TLDR; By “redesign” I actually mean clusterfuck. 47% of the 315 whitehouse.gov URLs I’ve collected during 2017 are now 404 Not Found.
Since the White House website accidentally broke (or intentionally disabled) its RSS feed back when Trump entered the White House I’ve been running a bot to scrape the website to generate an unofficial RSS feed. I wanted an RSS feed that I could point my diffengine bot at, to watch for changes (or diffs) at whitehouse.gov, which are then tweeted by whitehouse_diff.
The RSS generation has run for almost a year without much fuss, but a few days ago I started to get error messages from the bot. When I dug in to figure out what was going on I could see that:
https://www.whitehouse.gov/blog
is now redirecting to:
https://www.whitehouse.gov/articles/
Poking around in the Wayback Machine you can see that this switch over happened last Thursday, December 14, 2017:
Checking out the representation of the web pages before and after you can tell that the style and layout has changed significantly:
Examining the HTML makes it clear that the new website is now being driven by WordPress instead of Drupal which, at least according to Wikipedia and lore, was running previously. The first mention I could find on Twitter about the change is in this tweet:
https://twitter.com/williamsba/status/941746481022799872
One thing that the conversation thread attached to that tweet makes evident is that it’s not clear who did this job, and people who seem to know aren’t saying.
Don’t get me wrong: content migrations like this can be hella tricky. But this is the White House website, not just someone’s personal blog. So, I thought it merited a bit of extra work to see how many of the old URLs still resolve properly.
Link checking work can be difficult to get right, particularly because of false positives when the web server responds 200 OK for content that that is no longer available, or has drastically changed. In the web archiving community this is known as reference rot, which is related to the better known problem of link rot. Nevertheless, I took a quick look at the URLs that my diffengine instance has collected for the last year for www.whitehouse.gov. There are 315 of them and can you believe that 47% (149) of the URLs are 404 Not Found? You can find the complete results in this CSV.
Unfortunately this little sampling from 2017 does not bode well for the entirety of URLs on the White House website. Presumably (hopefully?) the content is still living at a new location. But not maintaining these links, or at least redirecting them, means that the many, many links from the larger web to the whitehouse.gov website are now broken.
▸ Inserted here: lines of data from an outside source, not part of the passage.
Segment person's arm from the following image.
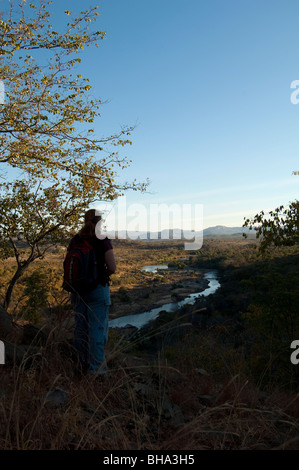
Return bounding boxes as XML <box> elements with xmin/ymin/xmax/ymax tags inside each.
<box><xmin>105</xmin><ymin>249</ymin><xmax>116</xmax><ymax>274</ymax></box>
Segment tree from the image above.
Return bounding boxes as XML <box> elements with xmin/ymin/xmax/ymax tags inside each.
<box><xmin>243</xmin><ymin>201</ymin><xmax>299</xmax><ymax>253</ymax></box>
<box><xmin>0</xmin><ymin>179</ymin><xmax>91</xmax><ymax>309</ymax></box>
<box><xmin>0</xmin><ymin>0</ymin><xmax>145</xmax><ymax>191</ymax></box>
<box><xmin>0</xmin><ymin>0</ymin><xmax>148</xmax><ymax>338</ymax></box>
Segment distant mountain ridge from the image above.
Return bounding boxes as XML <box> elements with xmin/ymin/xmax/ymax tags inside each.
<box><xmin>104</xmin><ymin>225</ymin><xmax>252</xmax><ymax>241</ymax></box>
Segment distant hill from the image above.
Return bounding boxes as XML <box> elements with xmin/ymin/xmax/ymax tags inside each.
<box><xmin>108</xmin><ymin>225</ymin><xmax>255</xmax><ymax>241</ymax></box>
<box><xmin>203</xmin><ymin>225</ymin><xmax>252</xmax><ymax>237</ymax></box>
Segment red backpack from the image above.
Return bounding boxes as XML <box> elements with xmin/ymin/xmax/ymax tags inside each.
<box><xmin>62</xmin><ymin>237</ymin><xmax>99</xmax><ymax>294</ymax></box>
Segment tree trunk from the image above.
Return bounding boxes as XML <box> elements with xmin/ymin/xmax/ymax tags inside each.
<box><xmin>0</xmin><ymin>306</ymin><xmax>12</xmax><ymax>339</ymax></box>
<box><xmin>3</xmin><ymin>263</ymin><xmax>29</xmax><ymax>310</ymax></box>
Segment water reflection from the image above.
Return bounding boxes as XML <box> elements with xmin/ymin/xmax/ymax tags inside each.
<box><xmin>109</xmin><ymin>265</ymin><xmax>220</xmax><ymax>328</ymax></box>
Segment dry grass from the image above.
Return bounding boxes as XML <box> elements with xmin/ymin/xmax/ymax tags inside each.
<box><xmin>0</xmin><ymin>314</ymin><xmax>299</xmax><ymax>450</ymax></box>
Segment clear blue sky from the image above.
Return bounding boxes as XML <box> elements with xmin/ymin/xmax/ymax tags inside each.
<box><xmin>52</xmin><ymin>0</ymin><xmax>299</xmax><ymax>227</ymax></box>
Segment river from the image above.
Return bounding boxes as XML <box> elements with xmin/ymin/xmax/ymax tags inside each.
<box><xmin>109</xmin><ymin>265</ymin><xmax>220</xmax><ymax>328</ymax></box>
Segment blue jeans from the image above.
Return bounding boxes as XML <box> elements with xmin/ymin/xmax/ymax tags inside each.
<box><xmin>71</xmin><ymin>284</ymin><xmax>111</xmax><ymax>375</ymax></box>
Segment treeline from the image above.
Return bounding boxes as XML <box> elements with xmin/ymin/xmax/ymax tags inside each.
<box><xmin>135</xmin><ymin>240</ymin><xmax>299</xmax><ymax>391</ymax></box>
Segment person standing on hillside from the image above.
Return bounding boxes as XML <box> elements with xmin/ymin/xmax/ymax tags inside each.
<box><xmin>68</xmin><ymin>209</ymin><xmax>116</xmax><ymax>376</ymax></box>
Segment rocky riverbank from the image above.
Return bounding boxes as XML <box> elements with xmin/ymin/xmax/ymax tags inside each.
<box><xmin>109</xmin><ymin>269</ymin><xmax>209</xmax><ymax>320</ymax></box>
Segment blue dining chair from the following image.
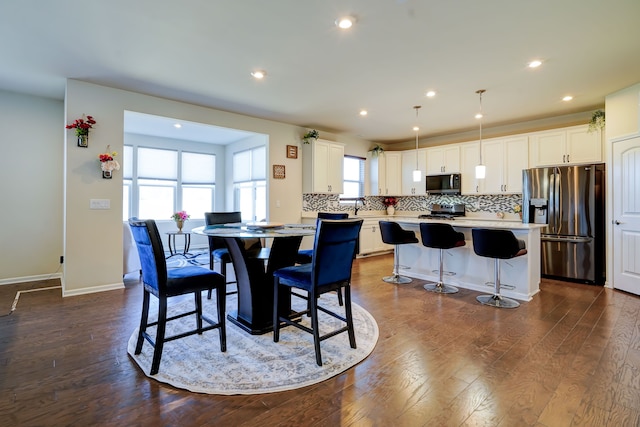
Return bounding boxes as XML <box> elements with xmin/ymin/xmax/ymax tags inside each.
<box><xmin>273</xmin><ymin>219</ymin><xmax>362</xmax><ymax>366</ymax></box>
<box><xmin>129</xmin><ymin>218</ymin><xmax>227</xmax><ymax>375</ymax></box>
<box><xmin>296</xmin><ymin>212</ymin><xmax>349</xmax><ymax>264</ymax></box>
<box><xmin>296</xmin><ymin>212</ymin><xmax>349</xmax><ymax>305</ymax></box>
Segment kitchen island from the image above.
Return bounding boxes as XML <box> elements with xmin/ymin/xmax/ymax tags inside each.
<box><xmin>392</xmin><ymin>217</ymin><xmax>545</xmax><ymax>301</ymax></box>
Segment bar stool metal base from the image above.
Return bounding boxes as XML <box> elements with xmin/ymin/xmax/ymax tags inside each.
<box><xmin>382</xmin><ymin>274</ymin><xmax>412</xmax><ymax>285</ymax></box>
<box><xmin>423</xmin><ymin>282</ymin><xmax>458</xmax><ymax>294</ymax></box>
<box><xmin>476</xmin><ymin>295</ymin><xmax>520</xmax><ymax>308</ymax></box>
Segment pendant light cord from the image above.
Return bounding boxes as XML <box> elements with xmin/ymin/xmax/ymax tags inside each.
<box><xmin>476</xmin><ymin>89</ymin><xmax>485</xmax><ymax>164</ymax></box>
<box><xmin>413</xmin><ymin>105</ymin><xmax>422</xmax><ymax>170</ymax></box>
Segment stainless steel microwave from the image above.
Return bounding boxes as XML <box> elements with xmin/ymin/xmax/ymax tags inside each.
<box><xmin>427</xmin><ymin>173</ymin><xmax>460</xmax><ymax>194</ymax></box>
In addition to breaking the web this will most likely effect how White House web pages are represented in Google’s index as well, since Google will treat these pages as effectively gone, which (if it were any other website) will negatively impact their Google Juice.
But I imagine the current administration isn’t too worried about a botched CMS migration as they focus their attention on trashing our economy and the environment while sending us teetering on the brink of nuclear war.
It seems like a small, almost petty thing to focus on a handful of website links while the White House is engaged in much more deliberate dismantling of our system of government — as it rends the social fabric that somehow, against the odds, keeps us working together. But let me close with what is most telling about this whitehouse.gov redesign.
WordPress is an amazing open source project. It has been going for 14 years and just keeps on getting stronger despite the many powerful forces that are arrayed against it. WordPress is a vestige of an older, more decentralized web, where people didn’t solely rely on a handful of big social media players to publish the content that matters to them. Central to the functioning of the WordPress ecosystem is the technology of RSS also known as Really Simple Syndication. RSS allows people to subscribe to a website. It allows content to flow from one website into other websites.
When you install WordPress RSS is on by default, because, in many ways, it’s the point. You want to share what you are publishing on the web with the world. You have to go out of your way to turn it off. What kind of person decides to turn it off?
For more about the redesign story see this Mashable article by Sasha Lekach. Thanks to Derek Willis for pointers and taking a look at this as it was being written.
Originally published at inkdroid.org on December 20, 2017.
This post originally mistakenly stated that 98% of the URLs were broken, which was an error introduced by a small bug in my link checking code. My apologies. I jumped to conclusions about the dangerous criminals that are currently running the White House.